研究課題/領域番号 |
62480291
|
研究機関 | 東北大学 |
研究代表者 |
藤村 重文 東北大学, 抗酸菌病研究所, 教授 (40006078)
|
研究分担者 |
半田 政志 東北大学, 抗酸菌病研究所, 助手 (70211498)
斉藤 泰紀 東北大学, 抗酸菌病研究所, 助手 (90153824)
|
キーワード | 肺移植 / サル肺移植 / 拒絶反応監視 / 気管支肺胞洗浄液 / リンパ球分画 / 気管支鏡 |
研究概要 |
前年度にひき続き、ニホンザルを用いて同種左肺移植実験を行った。免疫抑制法の改良を行い、移植後、経時的に気管支肺胞洗浄(BAL)を行い、気管支肺胞洗浄液(BALF)を用いて拒絶反応のモニタリングを行なった。
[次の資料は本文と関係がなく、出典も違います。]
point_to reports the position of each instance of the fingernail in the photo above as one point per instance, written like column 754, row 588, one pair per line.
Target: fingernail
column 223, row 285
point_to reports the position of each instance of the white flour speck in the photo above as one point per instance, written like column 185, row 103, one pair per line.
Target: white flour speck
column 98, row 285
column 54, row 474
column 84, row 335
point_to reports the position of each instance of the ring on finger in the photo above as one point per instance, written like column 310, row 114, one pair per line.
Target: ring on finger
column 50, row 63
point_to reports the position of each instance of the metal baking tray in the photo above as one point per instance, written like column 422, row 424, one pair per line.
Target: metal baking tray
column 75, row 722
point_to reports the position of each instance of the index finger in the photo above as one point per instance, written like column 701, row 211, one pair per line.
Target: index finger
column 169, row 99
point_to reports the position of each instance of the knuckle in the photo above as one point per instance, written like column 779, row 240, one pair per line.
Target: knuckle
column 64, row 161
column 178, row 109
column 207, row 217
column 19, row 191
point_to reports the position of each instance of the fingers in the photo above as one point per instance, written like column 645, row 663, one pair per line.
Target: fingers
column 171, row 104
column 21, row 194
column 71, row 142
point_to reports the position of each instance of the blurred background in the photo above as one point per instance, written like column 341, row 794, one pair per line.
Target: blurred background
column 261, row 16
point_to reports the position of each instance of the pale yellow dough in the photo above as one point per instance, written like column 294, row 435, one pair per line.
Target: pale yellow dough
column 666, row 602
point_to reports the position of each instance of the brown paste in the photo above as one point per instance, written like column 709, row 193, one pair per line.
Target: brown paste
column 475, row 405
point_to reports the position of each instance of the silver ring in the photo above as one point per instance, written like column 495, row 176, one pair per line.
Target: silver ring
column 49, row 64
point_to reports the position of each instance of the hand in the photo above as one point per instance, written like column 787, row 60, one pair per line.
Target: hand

この結果、以下の点が明かとなった。 1.免疫抑制剤として、cyclosporine 20mg/kg・day筋注、azathioprine 2.0mg/kg・day皮下注の投与では、十分な免疫抑制を得るためには、cyclosporineの移植1週間前よりの投与を行なう必要があった。 2.移植当日より免疫抑制剤の投与を開始したものでは、移植10-14日後頃に移植肺下葉肺門側に浸潤影が出現した。この陰影は、ステロイドのpulse thevapyによく反応し、胸部X線写真上、陰影の消失が認められた。しかし開胸肺生検では拒絶反応の持続を認め、その後も拒絶反応が再燃し、移植後1ヶ月以内にgvdff lossとなった。 3.移植1週間前よりcyclospovineの投与を開始したものでは、移植後1ヶ月間以上graftの生着が認められ、気管支鏡による観察でも気管支吻合部の創傷治癒が、移植後3週間で認められた。また開胸肺生検では、拒絶反応は認められても軽度であった。 4.移植肺の拒絶反応の進行に伴い、移植肺のBALF中の細胞数の増加が認められ、特にリンパ球、好中球の占める割合の増加が認められた。 5.移植肺の拒絶反応の進行に伴い、移植肺のBALF中のリンパ球のCD4/CD8の低下が認められた。 以上の結果より、ラットのような発達したbronchus associated lymphoid tissue(BALT)を持たないニホンザルにおいても、BALFの検索が移植肺拒絶の診断に有用であることが判明した。